ReferenceUpdated 2025-12-30
LLM API rate limits
Definition and best practices for handling LLM API rate limits, retries, and backoff.
Rate limits cap request and token throughput to keep the service reliable.
Handle 429 responses with backoff and spread retries across workers.
Definition
LLM API rate limits
A rate limit is a provider-enforced cap on requests or tokens within a time window.
Why it matters
- Protects overall reliability and availability.
- Ensures fair use across teams and tenants.
- Prevents sudden traffic spikes from overloading the API.
How it works
- 01Track requests and token usage over time.
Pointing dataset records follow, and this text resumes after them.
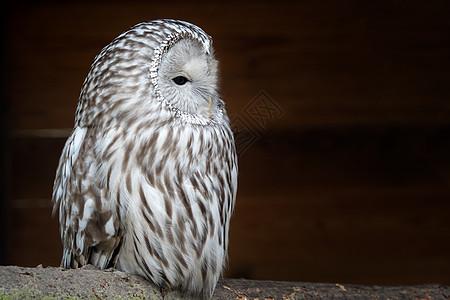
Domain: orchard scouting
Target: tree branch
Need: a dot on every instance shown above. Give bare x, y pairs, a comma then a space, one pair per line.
91, 283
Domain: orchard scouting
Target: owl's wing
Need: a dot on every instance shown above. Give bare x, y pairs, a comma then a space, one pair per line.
89, 227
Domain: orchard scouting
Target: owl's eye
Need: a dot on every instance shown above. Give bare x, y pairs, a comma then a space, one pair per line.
180, 80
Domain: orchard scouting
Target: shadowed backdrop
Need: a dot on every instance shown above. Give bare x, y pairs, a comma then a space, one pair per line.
342, 119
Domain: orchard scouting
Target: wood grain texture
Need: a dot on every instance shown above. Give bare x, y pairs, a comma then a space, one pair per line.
350, 182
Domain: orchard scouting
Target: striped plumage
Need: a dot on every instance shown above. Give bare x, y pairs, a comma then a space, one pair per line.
147, 180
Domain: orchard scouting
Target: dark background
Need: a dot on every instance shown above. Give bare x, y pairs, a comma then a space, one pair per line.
342, 109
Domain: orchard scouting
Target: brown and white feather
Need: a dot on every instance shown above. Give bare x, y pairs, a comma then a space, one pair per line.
147, 181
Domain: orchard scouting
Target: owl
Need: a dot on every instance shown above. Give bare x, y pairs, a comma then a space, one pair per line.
147, 180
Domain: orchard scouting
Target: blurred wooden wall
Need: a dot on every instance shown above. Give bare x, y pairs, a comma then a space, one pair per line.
342, 109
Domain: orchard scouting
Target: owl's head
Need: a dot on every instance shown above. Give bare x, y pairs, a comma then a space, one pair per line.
163, 63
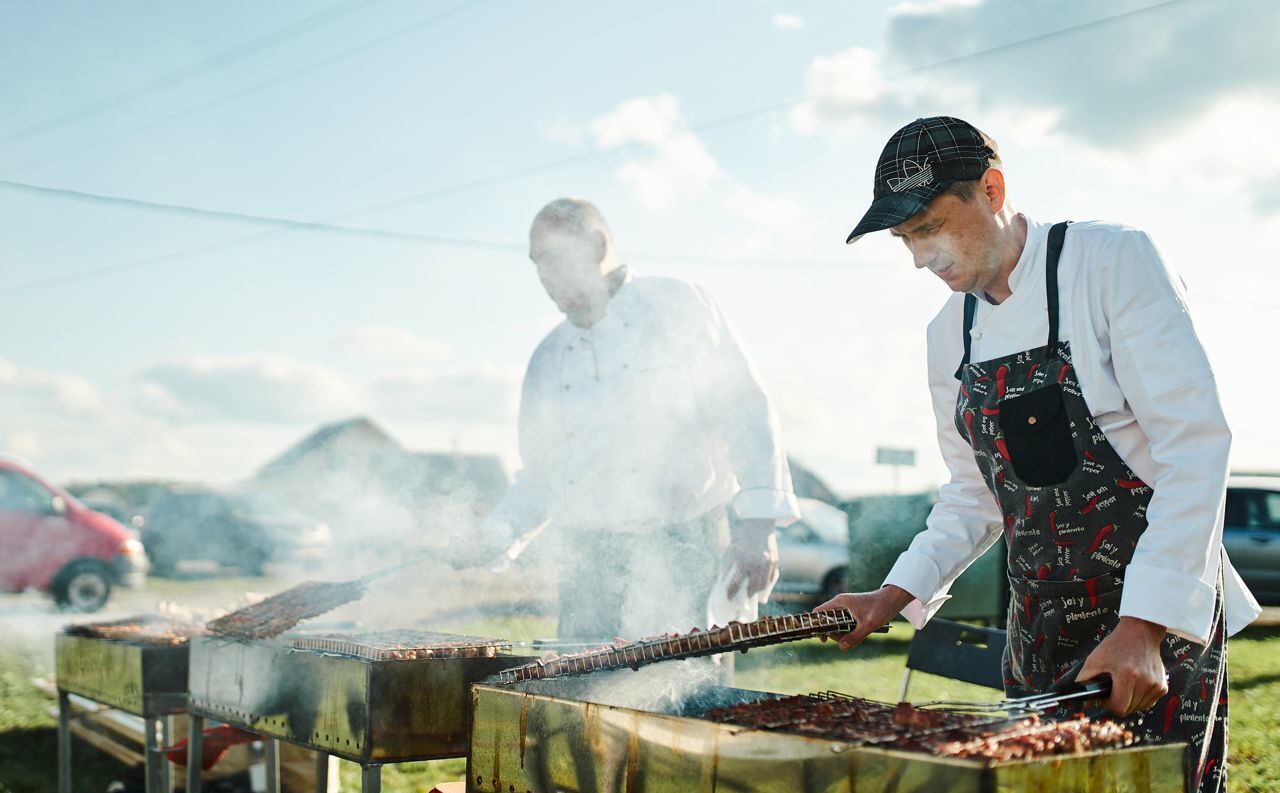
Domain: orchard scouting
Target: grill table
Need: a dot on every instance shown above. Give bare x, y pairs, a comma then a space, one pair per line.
371, 698
542, 736
136, 675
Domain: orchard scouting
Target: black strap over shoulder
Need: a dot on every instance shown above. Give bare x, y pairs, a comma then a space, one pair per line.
970, 307
1056, 237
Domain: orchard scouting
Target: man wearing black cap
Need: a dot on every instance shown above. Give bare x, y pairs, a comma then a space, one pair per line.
1079, 417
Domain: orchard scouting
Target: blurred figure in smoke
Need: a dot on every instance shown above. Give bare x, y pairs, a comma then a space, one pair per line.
648, 445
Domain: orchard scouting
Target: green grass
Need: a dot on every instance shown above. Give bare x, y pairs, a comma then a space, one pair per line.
874, 670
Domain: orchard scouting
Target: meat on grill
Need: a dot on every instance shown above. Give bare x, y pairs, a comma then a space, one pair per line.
279, 613
936, 732
142, 629
671, 646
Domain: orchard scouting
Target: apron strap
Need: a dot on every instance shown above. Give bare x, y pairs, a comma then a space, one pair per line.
970, 308
1056, 235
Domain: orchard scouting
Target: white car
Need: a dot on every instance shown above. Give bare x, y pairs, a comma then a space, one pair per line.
1251, 533
813, 555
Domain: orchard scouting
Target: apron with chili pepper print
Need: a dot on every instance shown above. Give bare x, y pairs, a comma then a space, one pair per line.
1073, 514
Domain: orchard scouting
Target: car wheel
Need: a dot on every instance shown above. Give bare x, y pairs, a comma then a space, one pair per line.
835, 583
83, 586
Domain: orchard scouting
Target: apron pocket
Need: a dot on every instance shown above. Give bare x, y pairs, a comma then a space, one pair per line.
1038, 434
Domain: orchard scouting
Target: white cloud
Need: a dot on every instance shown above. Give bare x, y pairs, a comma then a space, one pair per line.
787, 22
935, 7
768, 224
257, 388
26, 388
841, 88
475, 395
394, 344
680, 165
1129, 94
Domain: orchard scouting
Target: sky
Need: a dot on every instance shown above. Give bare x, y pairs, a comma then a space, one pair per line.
728, 142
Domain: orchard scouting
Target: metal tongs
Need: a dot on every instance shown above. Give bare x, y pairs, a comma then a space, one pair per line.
1048, 700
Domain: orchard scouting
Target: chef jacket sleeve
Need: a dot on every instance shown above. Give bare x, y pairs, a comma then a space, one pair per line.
1165, 376
526, 504
965, 521
732, 399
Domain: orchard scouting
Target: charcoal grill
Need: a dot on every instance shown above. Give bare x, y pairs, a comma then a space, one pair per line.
137, 665
373, 698
548, 734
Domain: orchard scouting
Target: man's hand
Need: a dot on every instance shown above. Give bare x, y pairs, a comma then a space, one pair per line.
871, 610
1130, 655
754, 549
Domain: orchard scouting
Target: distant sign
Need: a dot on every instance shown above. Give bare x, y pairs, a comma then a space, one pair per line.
895, 457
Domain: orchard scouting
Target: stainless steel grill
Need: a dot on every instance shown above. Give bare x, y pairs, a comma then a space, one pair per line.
137, 665
371, 698
544, 736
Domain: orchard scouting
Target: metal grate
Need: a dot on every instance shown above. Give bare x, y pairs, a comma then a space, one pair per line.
942, 733
402, 645
734, 637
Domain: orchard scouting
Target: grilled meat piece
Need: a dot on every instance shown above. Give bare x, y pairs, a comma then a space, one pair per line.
936, 732
141, 629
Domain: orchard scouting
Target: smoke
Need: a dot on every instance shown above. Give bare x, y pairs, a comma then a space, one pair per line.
664, 688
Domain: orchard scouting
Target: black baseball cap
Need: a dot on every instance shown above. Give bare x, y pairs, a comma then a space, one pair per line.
918, 163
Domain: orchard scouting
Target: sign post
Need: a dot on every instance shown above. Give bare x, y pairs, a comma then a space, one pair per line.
886, 455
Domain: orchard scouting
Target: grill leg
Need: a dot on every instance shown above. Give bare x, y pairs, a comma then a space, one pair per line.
154, 773
195, 751
321, 773
64, 742
273, 765
370, 779
165, 766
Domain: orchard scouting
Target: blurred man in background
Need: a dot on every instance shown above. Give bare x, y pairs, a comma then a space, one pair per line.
648, 444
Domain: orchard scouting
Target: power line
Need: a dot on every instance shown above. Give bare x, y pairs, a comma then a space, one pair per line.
279, 224
740, 117
316, 64
210, 63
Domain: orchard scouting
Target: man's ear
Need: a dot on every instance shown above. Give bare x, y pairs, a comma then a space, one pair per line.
600, 246
993, 188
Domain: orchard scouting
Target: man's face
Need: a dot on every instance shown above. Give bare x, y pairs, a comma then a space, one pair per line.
955, 239
568, 266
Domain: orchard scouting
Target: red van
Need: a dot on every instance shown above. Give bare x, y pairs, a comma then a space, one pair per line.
50, 541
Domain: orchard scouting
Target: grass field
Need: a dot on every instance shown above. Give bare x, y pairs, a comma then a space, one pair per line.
27, 734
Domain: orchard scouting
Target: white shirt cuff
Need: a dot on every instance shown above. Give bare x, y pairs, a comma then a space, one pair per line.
759, 503
919, 576
1182, 603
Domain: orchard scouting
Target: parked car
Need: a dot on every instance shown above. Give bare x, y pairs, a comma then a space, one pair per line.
231, 528
813, 555
1251, 533
54, 544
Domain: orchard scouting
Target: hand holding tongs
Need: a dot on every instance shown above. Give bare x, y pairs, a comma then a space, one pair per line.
1048, 700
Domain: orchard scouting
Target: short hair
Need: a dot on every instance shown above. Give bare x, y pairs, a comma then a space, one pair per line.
575, 215
968, 189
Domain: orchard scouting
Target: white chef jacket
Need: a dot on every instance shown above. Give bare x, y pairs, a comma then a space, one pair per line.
649, 417
1151, 390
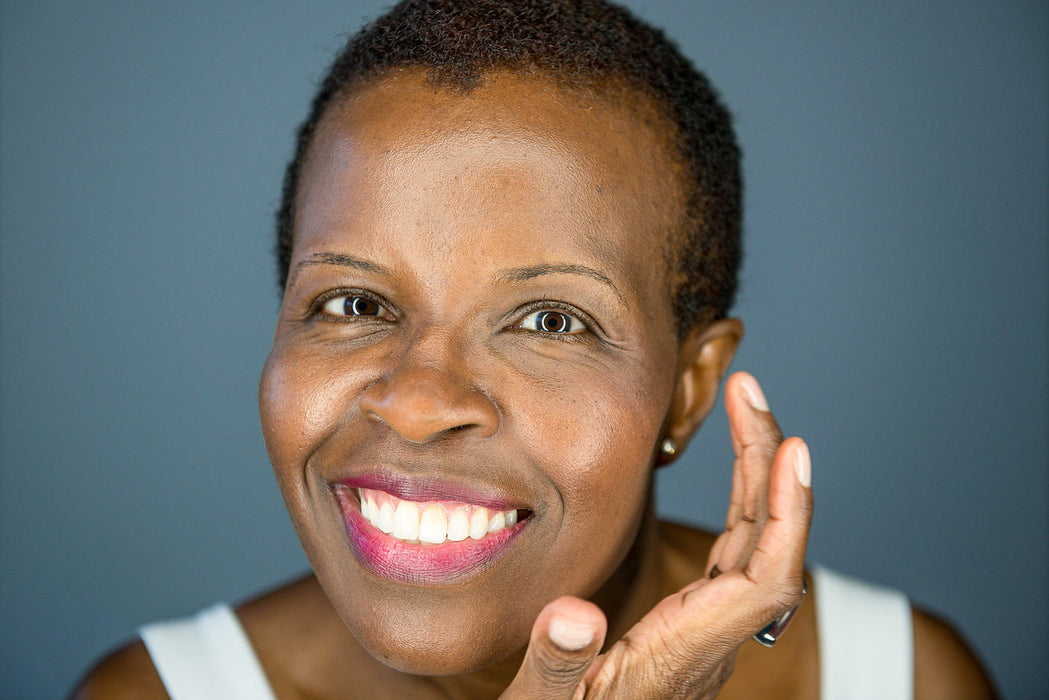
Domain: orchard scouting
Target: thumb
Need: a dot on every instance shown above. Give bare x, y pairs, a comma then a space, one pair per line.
566, 636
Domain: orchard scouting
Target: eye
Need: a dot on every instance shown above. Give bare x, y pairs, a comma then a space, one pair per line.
352, 305
552, 321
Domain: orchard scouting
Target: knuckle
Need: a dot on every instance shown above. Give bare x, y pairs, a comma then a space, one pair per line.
559, 671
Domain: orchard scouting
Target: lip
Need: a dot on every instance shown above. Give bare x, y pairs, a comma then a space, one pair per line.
418, 564
415, 488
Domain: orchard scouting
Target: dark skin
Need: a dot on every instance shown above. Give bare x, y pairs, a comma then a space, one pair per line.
462, 217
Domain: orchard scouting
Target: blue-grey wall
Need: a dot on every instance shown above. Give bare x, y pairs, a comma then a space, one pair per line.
895, 293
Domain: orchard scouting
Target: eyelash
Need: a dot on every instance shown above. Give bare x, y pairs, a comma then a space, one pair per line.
589, 325
318, 306
575, 315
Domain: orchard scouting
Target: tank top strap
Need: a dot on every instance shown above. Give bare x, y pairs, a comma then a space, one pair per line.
865, 639
207, 657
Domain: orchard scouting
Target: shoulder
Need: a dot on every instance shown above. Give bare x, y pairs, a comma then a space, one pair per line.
125, 674
945, 667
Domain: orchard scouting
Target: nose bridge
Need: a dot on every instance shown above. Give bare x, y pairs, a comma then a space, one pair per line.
429, 390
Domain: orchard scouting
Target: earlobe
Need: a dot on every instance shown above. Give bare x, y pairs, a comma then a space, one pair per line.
704, 359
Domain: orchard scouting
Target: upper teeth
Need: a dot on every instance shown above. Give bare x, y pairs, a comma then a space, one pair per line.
431, 523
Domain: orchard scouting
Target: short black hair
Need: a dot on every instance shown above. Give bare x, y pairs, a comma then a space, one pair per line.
574, 41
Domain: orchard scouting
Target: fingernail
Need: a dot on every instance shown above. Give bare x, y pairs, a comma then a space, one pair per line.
803, 465
753, 393
570, 635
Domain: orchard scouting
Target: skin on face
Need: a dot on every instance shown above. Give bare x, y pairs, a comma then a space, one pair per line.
459, 218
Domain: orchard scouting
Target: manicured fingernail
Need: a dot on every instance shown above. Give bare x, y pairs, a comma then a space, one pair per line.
753, 393
570, 635
803, 465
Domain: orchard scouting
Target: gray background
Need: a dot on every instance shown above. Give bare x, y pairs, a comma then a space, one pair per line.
895, 292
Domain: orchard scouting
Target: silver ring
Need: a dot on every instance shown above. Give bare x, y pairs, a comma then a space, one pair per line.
775, 629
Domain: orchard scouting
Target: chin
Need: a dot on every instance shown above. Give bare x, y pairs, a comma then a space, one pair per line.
423, 653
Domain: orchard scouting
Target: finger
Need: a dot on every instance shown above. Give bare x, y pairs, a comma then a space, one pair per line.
566, 636
778, 559
755, 438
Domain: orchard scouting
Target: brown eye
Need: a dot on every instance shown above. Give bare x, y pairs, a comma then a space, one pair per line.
352, 305
552, 321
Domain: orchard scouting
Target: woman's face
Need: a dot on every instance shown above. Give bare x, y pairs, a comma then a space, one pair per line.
477, 327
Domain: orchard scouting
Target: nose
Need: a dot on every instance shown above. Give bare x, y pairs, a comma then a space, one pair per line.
423, 404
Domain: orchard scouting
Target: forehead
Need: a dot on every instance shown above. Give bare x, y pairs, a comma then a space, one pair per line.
595, 167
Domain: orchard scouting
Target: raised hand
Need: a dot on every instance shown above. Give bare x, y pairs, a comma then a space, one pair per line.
685, 647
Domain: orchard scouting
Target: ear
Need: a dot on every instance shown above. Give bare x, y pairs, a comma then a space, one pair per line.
702, 362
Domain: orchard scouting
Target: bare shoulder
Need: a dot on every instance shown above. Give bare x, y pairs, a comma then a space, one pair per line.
125, 674
945, 667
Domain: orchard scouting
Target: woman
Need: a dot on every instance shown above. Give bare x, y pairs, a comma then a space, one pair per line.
509, 244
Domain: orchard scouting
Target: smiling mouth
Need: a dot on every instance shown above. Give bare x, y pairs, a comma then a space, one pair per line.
427, 543
432, 522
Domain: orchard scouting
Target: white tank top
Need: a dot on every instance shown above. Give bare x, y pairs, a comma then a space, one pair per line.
865, 648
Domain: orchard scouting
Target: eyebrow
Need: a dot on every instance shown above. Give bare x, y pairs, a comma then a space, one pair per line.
344, 260
522, 274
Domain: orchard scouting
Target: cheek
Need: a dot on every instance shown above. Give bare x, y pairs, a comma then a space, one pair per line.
300, 403
595, 437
- 02Honor Retry-After headers when you receive 429s.
- 03Use queues and concurrency limits to smooth bursts.
- 04Monitor headers and logs for remaining capacity when available.
Example response
HTTP/1.1 429 Too Many Requests Retry-After: 2
FAQ
Frequently asked questions.
Are rate limits per API key or per account?
Limits are typically enforced per account or API key. Check your dashboard for exact limits.
Should I retry immediately after a 429?
No. Wait for Retry-After or use exponential backoff with jitter before retrying.
How can I avoid hitting limits?
Batch low-priority work, reduce parallelism, and cache repeated responses.